ComArg — Corpus of Online User Comments with Arguments

Version: 1.0
Release date: June 26, 2014

1 Description

ComArg is a dataset of online user comments manually annotated with comment-argument pairs. The dataset is created for the argument recognition task: identifying what arguments, from a predefined set of arguments, have been used in users’ comments, and how. The task and the dataset are described in:

Filip Boltužić and Jan Šnajder (2014). Back up your Stance: Recognizing Arguments in Online Discussions. In Proceedings of the First Workshop on Argumentation Mining, Baltimore, Maryland. Association for Computational Linguistics, 49-58. [pdf]

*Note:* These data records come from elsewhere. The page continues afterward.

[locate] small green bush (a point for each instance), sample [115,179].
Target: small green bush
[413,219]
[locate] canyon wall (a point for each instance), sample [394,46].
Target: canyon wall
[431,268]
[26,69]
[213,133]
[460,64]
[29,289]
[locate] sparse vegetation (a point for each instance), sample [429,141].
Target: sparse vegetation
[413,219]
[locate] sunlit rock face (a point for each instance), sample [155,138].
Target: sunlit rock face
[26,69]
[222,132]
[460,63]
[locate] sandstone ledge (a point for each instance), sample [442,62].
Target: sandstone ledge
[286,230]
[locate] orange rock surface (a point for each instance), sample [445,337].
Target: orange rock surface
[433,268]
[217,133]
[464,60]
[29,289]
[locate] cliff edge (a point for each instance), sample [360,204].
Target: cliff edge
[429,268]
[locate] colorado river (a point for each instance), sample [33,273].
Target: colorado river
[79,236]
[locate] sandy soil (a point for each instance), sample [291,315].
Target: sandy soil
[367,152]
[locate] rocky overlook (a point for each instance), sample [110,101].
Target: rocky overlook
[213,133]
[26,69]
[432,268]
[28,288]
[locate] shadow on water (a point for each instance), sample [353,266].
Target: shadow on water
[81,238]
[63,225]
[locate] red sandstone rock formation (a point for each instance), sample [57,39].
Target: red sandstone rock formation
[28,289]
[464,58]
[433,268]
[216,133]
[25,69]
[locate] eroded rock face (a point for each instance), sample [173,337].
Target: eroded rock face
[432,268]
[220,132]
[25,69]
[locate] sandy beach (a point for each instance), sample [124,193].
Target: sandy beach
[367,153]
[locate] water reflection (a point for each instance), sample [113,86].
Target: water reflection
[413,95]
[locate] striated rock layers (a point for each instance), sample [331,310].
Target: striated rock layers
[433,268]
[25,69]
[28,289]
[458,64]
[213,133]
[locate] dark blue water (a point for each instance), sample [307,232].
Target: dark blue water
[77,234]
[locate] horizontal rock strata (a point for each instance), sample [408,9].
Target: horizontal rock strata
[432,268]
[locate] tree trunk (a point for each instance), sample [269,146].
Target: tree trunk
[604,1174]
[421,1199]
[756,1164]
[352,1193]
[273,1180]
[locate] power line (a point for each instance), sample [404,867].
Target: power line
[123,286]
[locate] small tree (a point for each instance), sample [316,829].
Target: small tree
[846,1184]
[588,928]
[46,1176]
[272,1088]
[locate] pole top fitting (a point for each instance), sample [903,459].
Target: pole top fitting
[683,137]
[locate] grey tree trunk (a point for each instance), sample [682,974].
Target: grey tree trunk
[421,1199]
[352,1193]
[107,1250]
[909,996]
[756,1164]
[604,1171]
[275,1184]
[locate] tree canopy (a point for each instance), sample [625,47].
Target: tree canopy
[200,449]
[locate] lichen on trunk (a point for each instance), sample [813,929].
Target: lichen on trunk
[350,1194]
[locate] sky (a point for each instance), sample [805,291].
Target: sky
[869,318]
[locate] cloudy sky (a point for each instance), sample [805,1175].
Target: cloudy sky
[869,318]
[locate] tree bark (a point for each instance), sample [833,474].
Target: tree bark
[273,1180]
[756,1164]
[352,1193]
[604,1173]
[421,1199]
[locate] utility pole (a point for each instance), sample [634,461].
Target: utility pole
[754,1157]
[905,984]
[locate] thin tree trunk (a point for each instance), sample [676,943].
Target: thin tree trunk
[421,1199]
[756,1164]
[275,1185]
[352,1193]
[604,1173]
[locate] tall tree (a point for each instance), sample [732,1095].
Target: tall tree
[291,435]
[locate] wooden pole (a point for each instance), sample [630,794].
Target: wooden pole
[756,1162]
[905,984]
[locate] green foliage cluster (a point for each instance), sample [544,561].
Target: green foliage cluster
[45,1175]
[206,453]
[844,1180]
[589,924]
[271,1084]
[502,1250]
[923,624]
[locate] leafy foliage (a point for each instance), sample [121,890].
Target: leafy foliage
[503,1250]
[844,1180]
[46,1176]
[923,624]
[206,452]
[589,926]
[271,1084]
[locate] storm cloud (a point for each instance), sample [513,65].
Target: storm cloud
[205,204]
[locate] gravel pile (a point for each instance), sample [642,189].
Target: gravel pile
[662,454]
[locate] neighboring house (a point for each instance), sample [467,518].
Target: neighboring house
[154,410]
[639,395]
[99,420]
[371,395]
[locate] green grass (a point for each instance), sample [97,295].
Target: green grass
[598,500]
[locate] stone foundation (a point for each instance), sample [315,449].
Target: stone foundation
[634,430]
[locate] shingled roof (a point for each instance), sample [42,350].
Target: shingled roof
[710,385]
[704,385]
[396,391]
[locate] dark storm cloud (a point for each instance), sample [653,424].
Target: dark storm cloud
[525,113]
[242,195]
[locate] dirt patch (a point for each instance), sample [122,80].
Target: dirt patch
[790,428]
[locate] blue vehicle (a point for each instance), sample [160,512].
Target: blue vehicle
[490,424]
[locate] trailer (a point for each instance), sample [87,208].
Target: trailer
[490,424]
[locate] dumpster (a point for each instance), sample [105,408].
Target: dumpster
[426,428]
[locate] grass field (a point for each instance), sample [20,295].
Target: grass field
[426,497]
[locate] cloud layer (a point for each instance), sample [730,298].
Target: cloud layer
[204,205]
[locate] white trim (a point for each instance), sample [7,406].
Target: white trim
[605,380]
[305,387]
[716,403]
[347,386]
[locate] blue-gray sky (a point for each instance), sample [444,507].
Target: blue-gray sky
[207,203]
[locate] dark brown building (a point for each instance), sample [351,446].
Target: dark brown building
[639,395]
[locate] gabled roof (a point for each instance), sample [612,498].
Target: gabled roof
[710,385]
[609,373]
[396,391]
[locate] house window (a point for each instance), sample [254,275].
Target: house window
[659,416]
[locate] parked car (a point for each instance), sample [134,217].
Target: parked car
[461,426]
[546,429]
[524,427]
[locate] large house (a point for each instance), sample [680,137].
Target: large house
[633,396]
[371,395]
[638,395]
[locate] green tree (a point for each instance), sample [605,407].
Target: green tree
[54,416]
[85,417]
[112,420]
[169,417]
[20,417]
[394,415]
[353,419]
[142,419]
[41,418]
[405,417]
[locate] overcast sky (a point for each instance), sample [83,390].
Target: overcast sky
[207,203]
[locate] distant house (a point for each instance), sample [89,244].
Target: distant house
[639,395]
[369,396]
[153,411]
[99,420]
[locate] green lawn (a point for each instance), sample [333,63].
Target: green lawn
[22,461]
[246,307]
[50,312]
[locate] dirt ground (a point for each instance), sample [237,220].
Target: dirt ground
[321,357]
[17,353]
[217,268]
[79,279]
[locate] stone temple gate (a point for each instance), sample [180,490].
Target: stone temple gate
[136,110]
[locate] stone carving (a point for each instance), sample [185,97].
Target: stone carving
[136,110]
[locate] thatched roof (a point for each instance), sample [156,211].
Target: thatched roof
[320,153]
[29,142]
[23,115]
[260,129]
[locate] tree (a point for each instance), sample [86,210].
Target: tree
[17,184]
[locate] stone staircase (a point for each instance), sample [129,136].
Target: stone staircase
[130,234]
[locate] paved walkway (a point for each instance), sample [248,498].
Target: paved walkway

If you use the ComArg dataset for your own work, please cite the above paper. The BibTeX citation is:

@InProceedings{boltuzic2014back,
  author    = {Boltu\v{z}i\'{c}, Filip  and  \v{S}najder, Jan},
  title     = {Back up your Stance: Recognizing Arguments in Online Discussions},
  booktitle = {Proceedings of the First Workshop on Argumentation Mining},
  month     = {June},
  year      = {2014},
  address   = {Baltimore, Maryland},
  publisher = {Association for Computational Linguistics},
  pages     = {49--58},
  url       = {http://www.aclweb.org/anthology/W14-2107}
}

2 Dataset

The dataset is available from here: comarg.v1.tar.gz. The archive contains two files:

GM.xml
UGIP.xml

The files contain comments from two on-line discussions, Gay Marriages (GM) and Under God in pledge (UGIP), containing 1285 and 1013 comment-argument pairs, respectively, each classified into one of five classes (see paper for details). The format is as follows:

<unit id="...">
	<comment>
		<text>...</text>
		<stance>...</stance>
	</comment>
	<argument>
		<text>...</text>
		<stance>...</stance>
	</argument>
	<label>...</label>
</unit>

3 License

This work is licensed under a Creative Commons Attribution-NonCommercial-ShareAlike 3.0 Unported License.